Markets and exchange rates may be bouncing around these days, but while changing planes today in Heathrow’s shiny new Terminal 5, I came across a rare example of exchange rate stability.
You can surf the Internet for 1 pounds or 2 euros, a bargain for Euro-holding customers. At the current exchange rate (Nov 9, 2008) 1 pounds = 1.22 euros. That means that someone using a pound saves 78 euro cents every 20 minutes.
Even at the exchange rates offered by currency counters in the airport it would be worth your while to change euros into pounds before surfing the Internet in Heathrow. I also was surprised that a UK-based vending machine is allowed to accept a foreign currency.
In other exchange rate news, the Salmon Crumble photographed here in a Hong Kong supermarket suggests the price of transportation to Hong Kong is 4.60 pounds per fish.
The price marked on the box, 1.09 pounds, is equivalent to 13.21 Hong Kong dollars.
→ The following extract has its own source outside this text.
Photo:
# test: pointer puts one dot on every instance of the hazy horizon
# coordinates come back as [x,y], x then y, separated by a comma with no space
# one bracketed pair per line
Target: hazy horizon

The price in Hong Kong, however, is 69 Hong Kong dollars, or 5.69 pounds, more than 5 times the cost in British supermarkets.
It is rare to have such an readily available price comparison. Next time I’ll have to go to Britain to shop. With return flights to London going for as little as 435 pounds, you only need to bring 100 boxes of fish to justify the trip.
http://www.thomascrampton.com/hong-kong/arbitrary-exchange-rates/trackback/
I am definitely not the smartest guy in the room, and at the moment the room only includes me and my dog. That being said, maybe I am missing something but it looks to me as if the sign at the internet counter actually reads 1 pound or 2 Euros. Is that the new math I keep hearing about?
No, not new math, old-style jet lag. Wrote the posting while being driven from the airport to Stockholm. Clearly over-excited at using Wifi while speeding down highway. Thanks for the correction. (I have revised the posting). Now, I’m going to sleep.
Speaking of Stockholm, airports and Internet access the biggest ripoff/ scam I ever encountered for Internet access was at the airport north of Stockholm that Ryanair fly out of. I can’t remember the actual price (something like 1-2 pounds for 10 min) but it was a ripoff and to add insult to injury the keyboard had a ball, rather than a mouse, that was nearly impossible to use and it only allowed one window to be opened at a time. The result was that 10 min was spent opening and replying to one email.